13 The applicant was the subject of orders made under s 84(1) of the Supreme Court Act 1970 ("Supreme Court Act") on 5 February 2010: Attorney General (NSW) v Klewer (No 3) [2010] NSWSC 9; 264 ALR 535. Those orders are deemed to be vexatious proceedings orders under the Vexatious Proceedings Act 2008 ("VP Act"): VP Act, sch 1, cl 3(2). An application by the applicant for leave to appeal from the orders made under s 84(1) of the Supreme Court Act has been dismissed in a judgment also being delivered today: Klewer v Attorney General in and for the State of New South Wales [2010] NSWCA 219.
14 The application for leave to appeal from the Orders constitutes the institution of proceedings for the purposes of s 14(1) of the VP Act: Jones v Skyring [1992] HCA 39; 109 ALR 303, at 310, per Toohey J, citing Re Vernazza [1960] 1 QB 197, at 209-210, per Ormrod LJ; at 215, per Willmer LJ; cf Kay v Attorney General [2000] VSCA 176; 2 VR 436, at 446 [27], per Chernov JA. The applicant therefore requires leave to file the summons seeking leave to appeal: VP Act, s 14(2). To obtain such leave, she must satisfy the Court that the application for leave to appeal is not a vexatious proceeding and that there are prima facie grounds for making the application for leave to appeal: VP Act, s 16(4).
15 The applicant has not advanced any argument capable of satisfying this Court that there are prima facie grounds for her application for leave to appeal from the orders made by the primary Judge. As the primary Judge held, the applicant is simply attempting to agitate claims already made by her and rejected in other legal proceedings. This is precisely the kind of repetitive and futile litigation by a vexatious litigant that the VP Act is designed to prevent.
16 It is appropriate to mention, however, that one basis upon which the applicant claimed before the Federal Magistrates Court that the property was held on trust for her son was because she had declared a trust in her will, which she had then lost. The learned magistrate concluded at [15] that:
"… Mrs Klewer did at no time intend to create an existing trust for the property, only that she intended to leave the property to her son Robert through a trust, to be administered by one of her other children. The declaration of a trust by will does not take effect until the will takes effect.
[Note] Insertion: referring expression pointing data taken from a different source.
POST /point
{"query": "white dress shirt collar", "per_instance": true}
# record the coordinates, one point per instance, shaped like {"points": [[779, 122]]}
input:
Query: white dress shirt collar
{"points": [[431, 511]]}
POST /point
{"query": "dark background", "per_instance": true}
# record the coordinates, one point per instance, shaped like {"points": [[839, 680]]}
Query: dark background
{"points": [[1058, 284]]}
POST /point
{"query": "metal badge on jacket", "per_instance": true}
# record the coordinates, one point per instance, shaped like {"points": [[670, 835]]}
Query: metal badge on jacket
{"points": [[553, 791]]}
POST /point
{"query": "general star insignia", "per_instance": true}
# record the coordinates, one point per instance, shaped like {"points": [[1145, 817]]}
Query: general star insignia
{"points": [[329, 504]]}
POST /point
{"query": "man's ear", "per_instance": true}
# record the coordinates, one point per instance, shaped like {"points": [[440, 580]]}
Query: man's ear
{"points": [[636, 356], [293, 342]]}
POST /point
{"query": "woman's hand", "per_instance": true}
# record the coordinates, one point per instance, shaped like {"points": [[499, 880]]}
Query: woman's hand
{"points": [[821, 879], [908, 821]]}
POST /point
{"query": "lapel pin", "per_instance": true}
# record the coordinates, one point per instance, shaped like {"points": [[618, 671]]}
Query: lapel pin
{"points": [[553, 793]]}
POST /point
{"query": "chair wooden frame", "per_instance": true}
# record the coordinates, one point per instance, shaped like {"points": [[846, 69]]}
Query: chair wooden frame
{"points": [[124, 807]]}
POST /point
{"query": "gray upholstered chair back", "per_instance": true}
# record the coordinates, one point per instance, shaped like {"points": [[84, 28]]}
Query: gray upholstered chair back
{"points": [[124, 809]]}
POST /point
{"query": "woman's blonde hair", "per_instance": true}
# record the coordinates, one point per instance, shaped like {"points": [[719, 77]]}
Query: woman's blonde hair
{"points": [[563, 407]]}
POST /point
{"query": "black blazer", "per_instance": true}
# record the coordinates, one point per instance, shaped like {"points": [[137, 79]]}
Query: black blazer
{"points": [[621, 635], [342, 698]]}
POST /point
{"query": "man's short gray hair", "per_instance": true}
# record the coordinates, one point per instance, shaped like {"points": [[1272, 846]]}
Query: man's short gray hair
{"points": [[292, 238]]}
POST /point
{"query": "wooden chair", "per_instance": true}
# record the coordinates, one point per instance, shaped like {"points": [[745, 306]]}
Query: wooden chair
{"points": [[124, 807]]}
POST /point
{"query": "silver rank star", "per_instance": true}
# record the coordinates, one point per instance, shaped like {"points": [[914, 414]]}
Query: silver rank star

I am satisfied that there is no enforceable trust in favour of Robert Klewer."
17 The applicant says she has now found the will in question, and wishes to present it as "new evidence". It is unnecessary to examine the terms of the document said to be the newly discovered will. Whatever its terms, it could not be deployed, in proceedings in the Supreme Court, to overcome the effect of the res judicata or issue estoppel that arises from the earlier judgments of the Federal Magistrate's Court and, on appeal, of the Federal Court.